PEP 3131: Supporting Non-ASCII Identifiers

Mon May 14 11:14:09 EDT 2007

On Mon, 14 May 2007 12:17:36 +0200, Stefan Behnel  
<stefan.behnel-n05pAM at web.de> wrote:
> Eric Brunel wrote:
>> On Mon, 14 May 2007 11:00:29 +0200, Stefan Behnel
>>> Any chance there are still kanji-enabled programmes around that were
>>> not hit
>>> by the bomb in this scenario? They might still be able to help you get
>>> the
>>> code "public".
>>
>> Contrarily to what one might think seeing the great achievements of
>> open-source software, people willing to maintain public code and/or make
>> it evolve seem to be quite rare. If you add burdens on such people -
>> such as being able to read and write the language of the original code
>> writer, or forcing them to request a translation or transliteration from
>> someone else -, the chances are that they will become even rarer...
>
> Ok, but then maybe that code just will not become Open Source. There's a
> million reasons code cannot be made Open Source, licensing being one,  
> lack of
> resources being another, bad implementation and lack of documentation  
> being
> important also.
>
> But that won't change by keeping Unicode characters out of source code.

Maybe; maybe not. This is one more reason for a code preventing it from  
becoming open-source. IMHO, there are already plenty of these reasons, and  
I don't think we need a new one...

> Now that we're at it, badly named english identifiers chosen by  
> non-english
> native speakers, for example, are a sure way to keep people from  
> understanding
> the code and thus from being able to contribute resources.

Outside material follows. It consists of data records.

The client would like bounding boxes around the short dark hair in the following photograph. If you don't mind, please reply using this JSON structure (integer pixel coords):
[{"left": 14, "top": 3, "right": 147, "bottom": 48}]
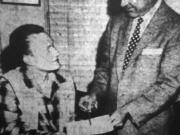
[{"left": 1, "top": 24, "right": 45, "bottom": 73}]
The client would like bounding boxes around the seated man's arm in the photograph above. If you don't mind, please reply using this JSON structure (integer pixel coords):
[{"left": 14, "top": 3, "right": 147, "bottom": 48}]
[{"left": 0, "top": 77, "right": 22, "bottom": 135}]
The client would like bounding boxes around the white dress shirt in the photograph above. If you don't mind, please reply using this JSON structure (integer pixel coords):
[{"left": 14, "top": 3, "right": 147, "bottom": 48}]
[{"left": 128, "top": 0, "right": 162, "bottom": 43}]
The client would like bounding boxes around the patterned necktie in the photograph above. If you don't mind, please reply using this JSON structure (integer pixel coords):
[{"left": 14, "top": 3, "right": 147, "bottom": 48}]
[{"left": 123, "top": 17, "right": 143, "bottom": 71}]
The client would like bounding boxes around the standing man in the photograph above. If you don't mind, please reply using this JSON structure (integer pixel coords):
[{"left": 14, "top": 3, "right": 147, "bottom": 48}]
[
  {"left": 79, "top": 0, "right": 180, "bottom": 135},
  {"left": 0, "top": 24, "right": 64, "bottom": 135}
]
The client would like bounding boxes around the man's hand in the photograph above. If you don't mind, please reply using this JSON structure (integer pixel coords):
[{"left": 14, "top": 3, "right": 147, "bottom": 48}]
[
  {"left": 79, "top": 95, "right": 98, "bottom": 112},
  {"left": 110, "top": 111, "right": 124, "bottom": 127}
]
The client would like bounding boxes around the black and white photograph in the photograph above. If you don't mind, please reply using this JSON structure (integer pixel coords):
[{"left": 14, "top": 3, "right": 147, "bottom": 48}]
[{"left": 0, "top": 0, "right": 180, "bottom": 135}]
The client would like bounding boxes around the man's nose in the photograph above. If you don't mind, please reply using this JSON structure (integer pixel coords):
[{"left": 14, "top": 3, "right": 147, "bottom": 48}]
[
  {"left": 121, "top": 0, "right": 129, "bottom": 7},
  {"left": 121, "top": 0, "right": 137, "bottom": 7},
  {"left": 51, "top": 47, "right": 59, "bottom": 57}
]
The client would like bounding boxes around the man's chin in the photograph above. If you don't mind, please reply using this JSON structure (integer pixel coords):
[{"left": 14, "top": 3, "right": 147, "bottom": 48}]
[{"left": 127, "top": 11, "right": 139, "bottom": 18}]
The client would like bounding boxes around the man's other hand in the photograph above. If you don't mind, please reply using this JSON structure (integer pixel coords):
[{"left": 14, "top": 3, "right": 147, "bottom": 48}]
[{"left": 78, "top": 95, "right": 98, "bottom": 112}]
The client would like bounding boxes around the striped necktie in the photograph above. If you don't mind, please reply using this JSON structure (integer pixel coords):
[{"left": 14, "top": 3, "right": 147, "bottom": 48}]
[{"left": 123, "top": 17, "right": 143, "bottom": 71}]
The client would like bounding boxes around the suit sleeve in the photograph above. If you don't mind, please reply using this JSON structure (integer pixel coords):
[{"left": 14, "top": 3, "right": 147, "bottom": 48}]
[
  {"left": 0, "top": 78, "right": 20, "bottom": 135},
  {"left": 118, "top": 31, "right": 180, "bottom": 126},
  {"left": 90, "top": 19, "right": 110, "bottom": 96}
]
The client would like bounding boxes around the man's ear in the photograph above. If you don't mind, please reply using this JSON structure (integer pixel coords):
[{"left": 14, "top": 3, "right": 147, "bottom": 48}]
[{"left": 23, "top": 55, "right": 35, "bottom": 65}]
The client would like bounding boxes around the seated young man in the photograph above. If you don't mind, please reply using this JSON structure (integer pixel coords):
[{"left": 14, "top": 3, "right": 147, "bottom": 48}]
[{"left": 0, "top": 24, "right": 64, "bottom": 135}]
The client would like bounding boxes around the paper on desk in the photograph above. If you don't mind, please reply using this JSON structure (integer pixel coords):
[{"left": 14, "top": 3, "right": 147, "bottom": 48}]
[{"left": 66, "top": 115, "right": 113, "bottom": 135}]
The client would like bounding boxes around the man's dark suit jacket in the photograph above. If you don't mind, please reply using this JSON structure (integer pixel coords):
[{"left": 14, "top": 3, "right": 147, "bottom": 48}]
[{"left": 90, "top": 1, "right": 180, "bottom": 135}]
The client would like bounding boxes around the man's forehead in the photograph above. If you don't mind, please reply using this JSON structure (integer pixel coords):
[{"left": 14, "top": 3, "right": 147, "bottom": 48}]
[{"left": 27, "top": 32, "right": 49, "bottom": 40}]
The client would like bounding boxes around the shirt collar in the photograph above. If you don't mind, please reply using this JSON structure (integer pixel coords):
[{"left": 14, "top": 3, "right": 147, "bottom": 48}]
[{"left": 142, "top": 0, "right": 162, "bottom": 22}]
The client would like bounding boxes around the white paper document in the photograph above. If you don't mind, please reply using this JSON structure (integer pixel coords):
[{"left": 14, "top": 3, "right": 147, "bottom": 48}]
[{"left": 66, "top": 115, "right": 114, "bottom": 135}]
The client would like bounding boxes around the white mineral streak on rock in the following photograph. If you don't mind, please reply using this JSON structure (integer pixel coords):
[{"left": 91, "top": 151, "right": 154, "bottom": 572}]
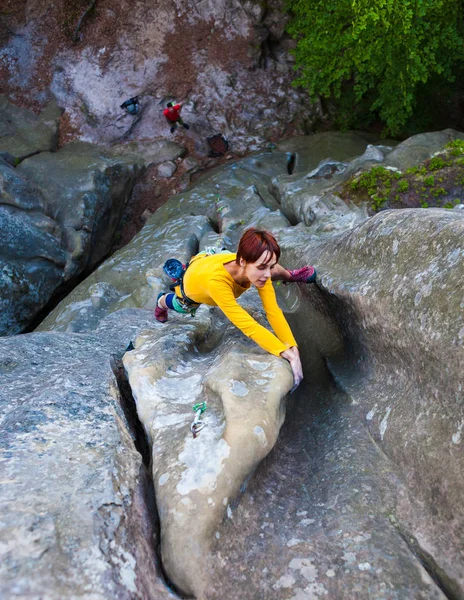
[
  {"left": 230, "top": 379, "right": 248, "bottom": 396},
  {"left": 288, "top": 558, "right": 318, "bottom": 583},
  {"left": 272, "top": 574, "right": 295, "bottom": 590},
  {"left": 153, "top": 374, "right": 202, "bottom": 404},
  {"left": 325, "top": 569, "right": 335, "bottom": 577},
  {"left": 124, "top": 316, "right": 292, "bottom": 597},
  {"left": 246, "top": 358, "right": 271, "bottom": 371},
  {"left": 451, "top": 422, "right": 464, "bottom": 445},
  {"left": 379, "top": 406, "right": 392, "bottom": 440},
  {"left": 253, "top": 425, "right": 267, "bottom": 446},
  {"left": 176, "top": 429, "right": 230, "bottom": 496},
  {"left": 286, "top": 538, "right": 303, "bottom": 548},
  {"left": 158, "top": 473, "right": 169, "bottom": 485},
  {"left": 342, "top": 552, "right": 356, "bottom": 564},
  {"left": 366, "top": 407, "right": 376, "bottom": 421}
]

I wish we could have an option forbidding these also ;-) But now, maybe  
some of my own code would no more execute when it's turned on...

> I'm far from saying that all code should start using non-ASCII  
> characters.
> There are *very* good reasons why a lot of projects are well off with  
> ASCII
> and should obey the good advice of sticking to plain ASCII. But those are
> mainly projects that are developed in English and use English  
> documentation,
> so there is not much of a risk to stumble into problems anyway.
>
> I'm only saying that this shouldn't be a language restriction, as there
> definitely *are* projects (I know some for my part) that can benefit  
> from the
> clarity of native language identifiers (just like English speaking  
> projects
> benefit from the English language). And yes, this includes spelling  
> native
> language identifiers in the native way to make them easy to read and  
> fast to
> grasp for those who maintain the code.

My point is only that I don't think you can tell right from the start that  
a project you're working on will stay private forever. See Java for  
instance: Sun said for quite a long time that it wasn't a good idea to  
release Java as open-source and that it was highly unlikely to happen. But  
it finally did...

You could tell that the rule should be that if the project has the  
slightest chance of becoming open-source, or shared with people not  
speaking the same language as the original coders, one should not use  
non-ASCII identifiers. I'm personnally convinced that *any* industrial  
project falls into this category. So accepting non-ASCII identifiers is  
just introducing a disaster waiting to happen.

But now, I have the same feeling about non-ASCII strings, and I - as a  
project leader - won't ever accept a source file which has a "_*_ coding  
_*_" line specifying anything else than ascii... So even if I usually  
don't buy the "we're already half-dirty, so why can't we be the dirtiest  
possible" argument, I'd understand if this feature went into the language.  
But I personnally won't ever use it, and forbid it from others whenever  
I'll be able to.

> It should at least be an available option to use this feature.

If it's actually an option to the interpreter, I guess I'll just have to  
alias python to 'python --ascii-only-please'...
-- 
python -c "print ''.join([chr(154 - ord(c)) for c in  
'U(17zX(%,5.zmz5(17l8(%,5.Z*(93-965$l7+-'])"